Previous topic

Xhw0.txt : crude headwords

Next topic

Xhw2.txt : slp1 transliteration

This Page

Xhw1.txt : normalized headwords¶

program invocation:

python26 hw1.py Xhw0.txt Xhw1.txt Xhw1_note.txt

The hw1 program applies certain normalizations to the crude headwords in the Xhw0.txt file, and writes the normalized form to the Xhw1.txt file. Most headwords are not changed by this normalization. For those headwords which are changed, the crude and normalized forms are written to the Xhw1_note.txt file.

No change in the page number and line numbers are made. The Xhw1.txt file and the Xhw0.txt file have the same number of lines.

The general term normalize means ‘to bring (someone or something) back to a usual or expected state or condition. ‘. In our case of normalizing crude headwords in a Sanskrit dictionary, here are some of the kinds of changes that are made:

  • Remove non-headword data from the crude headword. An example from skd:

    1-001:  'aMzumatI strI' => 'aMzumatI'  :115,118
    
  • Remove alternate spellings. An example from skd:

     2-144:  'kube(ve)raH' => 'kuberaH'  :71062,71072
    
    Here, the text indicates a variant spelling 'kuveraH'.
    There is certainly some justification for allowing access to the
    entry via this alternate spelling.
    However, in the version of the skd dictionary as of this writing,
    this alternate spelling is effectively discarded.
    
  • Change certain features of the spelling. An example from skd:

     2-139:  'kuNDaM' => 'kuNDam'  :70382,70383
    
    Here, a final anusvara ('M') is changed to 'm'.
    It is debatable whether this change should be made in this ``hw1`` step.
    
  • Remove Sanskrit accents. Two examples from sch:

     053-3:  'apsavyA3' => 'apsavyA'  :3891,3891
     087-2:  'astaryà' => 'astarya'  :6352,6352
    
    For our further work in displays, the headword is a *key* by which
    a dictionary entry can be found.  So, it is a piece of *metadata* to the
    digitization.  This normalization does not mean that we are changing the
    digitization.  Rather, we are changing the key metadata to
    a more useful form.
    
  • Remove avagraha. An example from sch:

    1-040:  'adho'zukaM' => 'adhozukam'  :6059,6060
    
  • Remove miscellaneous unhelpful coding. For example in skd, the nukta is often coded with the retroflex soft consonants as (D. or D2):

    2-309:  'garuD2aH' => 'garuDaH'  :96107,96189
    

There are certain kinds of potential normalizations of spelling which are not currently employed.
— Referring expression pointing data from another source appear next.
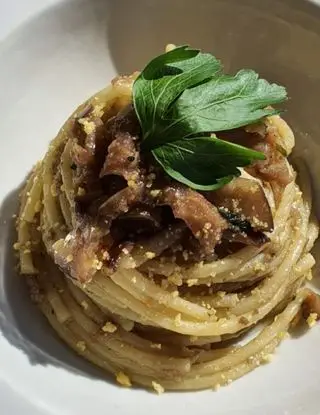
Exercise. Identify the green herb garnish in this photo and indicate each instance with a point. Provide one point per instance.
(181, 97)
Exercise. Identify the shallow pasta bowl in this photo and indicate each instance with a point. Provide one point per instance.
(55, 61)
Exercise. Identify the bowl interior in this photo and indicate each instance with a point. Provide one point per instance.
(54, 62)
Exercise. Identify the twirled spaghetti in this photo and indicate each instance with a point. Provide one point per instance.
(145, 311)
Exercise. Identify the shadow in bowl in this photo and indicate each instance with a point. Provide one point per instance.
(279, 39)
(20, 320)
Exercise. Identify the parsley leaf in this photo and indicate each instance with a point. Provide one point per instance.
(204, 163)
(181, 96)
(163, 80)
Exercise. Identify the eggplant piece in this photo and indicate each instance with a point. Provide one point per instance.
(245, 198)
(141, 220)
(241, 231)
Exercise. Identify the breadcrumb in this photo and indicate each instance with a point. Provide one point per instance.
(312, 319)
(123, 380)
(109, 327)
(177, 320)
(157, 387)
(267, 358)
(155, 346)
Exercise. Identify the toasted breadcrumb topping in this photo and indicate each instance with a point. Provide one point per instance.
(157, 387)
(123, 380)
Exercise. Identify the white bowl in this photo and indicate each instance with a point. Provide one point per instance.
(56, 60)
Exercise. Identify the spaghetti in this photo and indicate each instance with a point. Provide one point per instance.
(148, 310)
  • Changing headword spelling of nouns from the 1st person singular form to a stem form, or vice versa. In other words, there are different conventions for headword spelling of nouns. For instance:

    ap90,skd  rAmaH  <-> sch,pwg,mw rAma
    ap90,skd  vanaM  <-> sch,pwg,mw vana
    
  • Root entries in dhatupatha form or in normalized form:

    skd,wil   gama  <-> ap90,pwg,mw  gam
    
  • Use of homorganic nasal or anusvara:

    ap90 gaMgA  <-> wil,skd,mw gaGgA  (Harvard-Kyoto)
    
  • Duplication of consonant after semi-vowel ‘r’:

    skd kAryyaM <-> wil kAryya <-> ap90 kArya
    

Clearly, such differences in spelling cause difficulties in comparing entries across different dictionaries.
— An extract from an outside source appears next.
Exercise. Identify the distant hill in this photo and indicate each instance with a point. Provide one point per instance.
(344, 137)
A potential advantage of having dictionaries in digital form is that it should be possible to create a global headword list for all the dictionaries. And this should be done in such a way that such differences in spelling conventions are taken into account.

However, a fully realized solution to this problem is not currently available; this would provide a good research project.